Stephen Hrones for the defendant.
William H. Kettlewell, Assistant District Attorney, for the Commonwealth.
1. Jury instructions. In the course of instructing the jury on murder -- the defendant was convicted of second degree murder -- the judge defined "malice aforethought" by describing it as a "frame of mind which includes not only anger, hatred and revenge, but also every other unlawful and unjustifiable motive. It is an intent to inflict injury without legal justification." Defense counsel at trial found no fault with the instruction on the two occasions when he had an opportunity so to do: the first time after the primary charge to the jury; and the second time after the judge gave supplementary instructions in response to questions put by the jury during their deliberations. New counsel argues on appeal that the charge was defective in so far as it failed to require that the intent must be to inflict "grievous" bodily harm. See, e.g., Commonwealth v. Huot, 380 Mass. 403 , 408 (1980). We need not consider the point because it was not raised below. Commonwealth v. Cola, 18 Mass. App. Ct. 598 , 604 (1984). There is no substantial risk of a miscarriage of justice. See Commonwealth v. Freeman, 352 Mass. 556 , 564 (1967). In the circumstances -- the defendant had burst into the room where the victim was sleeping and plunged a knife into his heart -- placement of the adjective "grievous" before the word "injury" could scarcely have altered the jury's view of the case. Moreover the definition which the judge gave of malice in relation to second degree murder was almost precisely as given in Commonwealth v. Casale, 381 Mass. 167 , 171-172 (1980) ("Murder in the second degree is an unlawful killing with malice aforethought; malice includes any intent to inflict injury on another without legal excuse or palliation").
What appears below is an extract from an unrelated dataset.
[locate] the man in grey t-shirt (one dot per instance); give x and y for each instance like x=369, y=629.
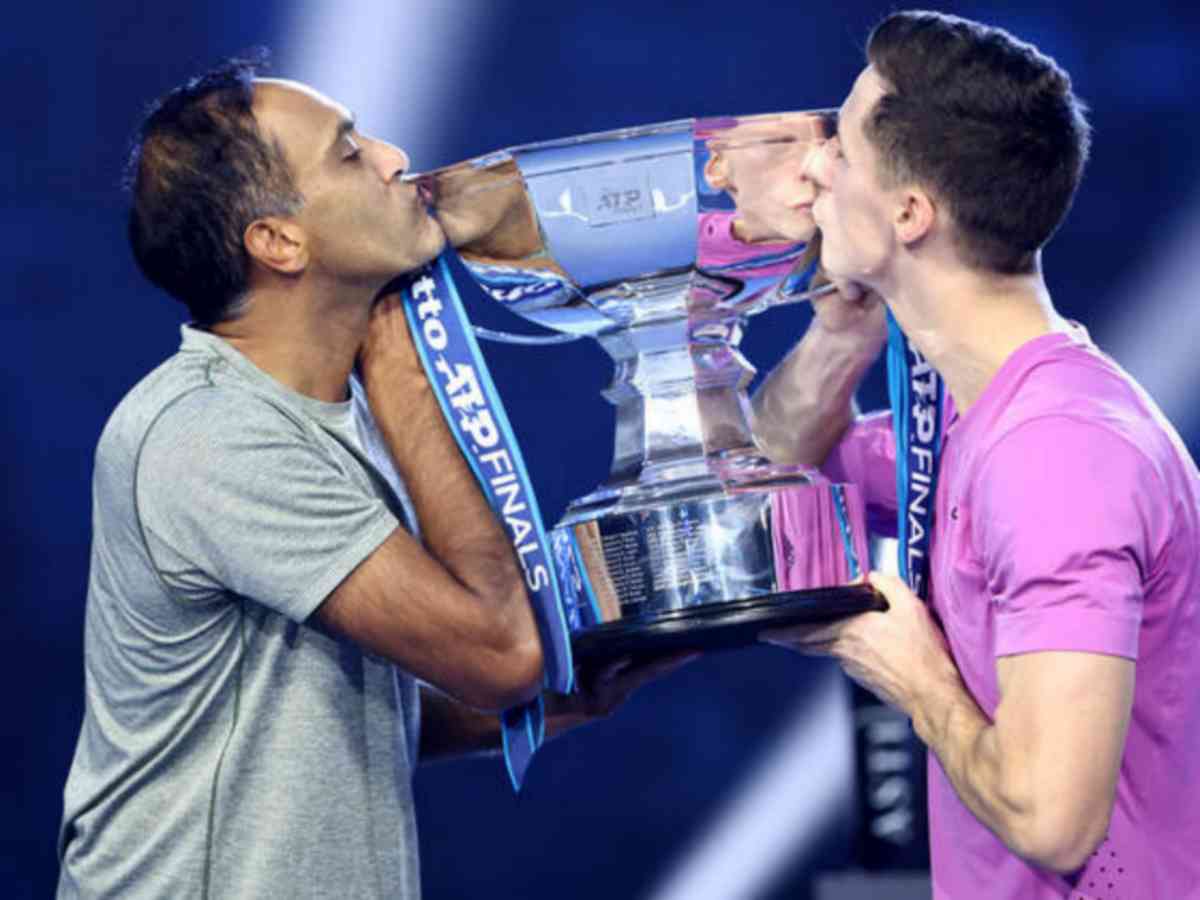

The defendant also argues for the first time on appeal that the judge erred, when instructing the jury on self-defense, by telling them that they were to consider the opportunity the defendant had to escape from the encounter. That aspect of the charge, the defendant argues, failed to take into account the so-called "castle law," G. L. c. 278, Section 8A, inserted by St. 1981, c. 696. Again, we need not consider a point not raised below. Again, there is no substantial risk of miscarriage of justice for the reason, if no other, that the attack on the victim took place in a room sublet to the young woman with whom the victim was keeping company. That room, which the defendant forcefully invaded (he broke the door down) rather than vice versa, was not the defendant's "dwelling."
2. Prosecutor's closing argument. Fairly read, the prosecutor's comments about the credibility of certain witnesses were proper argument about how the jury ought to assess the testimony of those witnesses, not a statement of the prosecutor's opinion. Significantly, nothing the prosecutor said provoked any protest from defense counsel at trial. See and compare Commonwealth v. Bourgeois, 391 Mass. 869 , 878-879 (1984).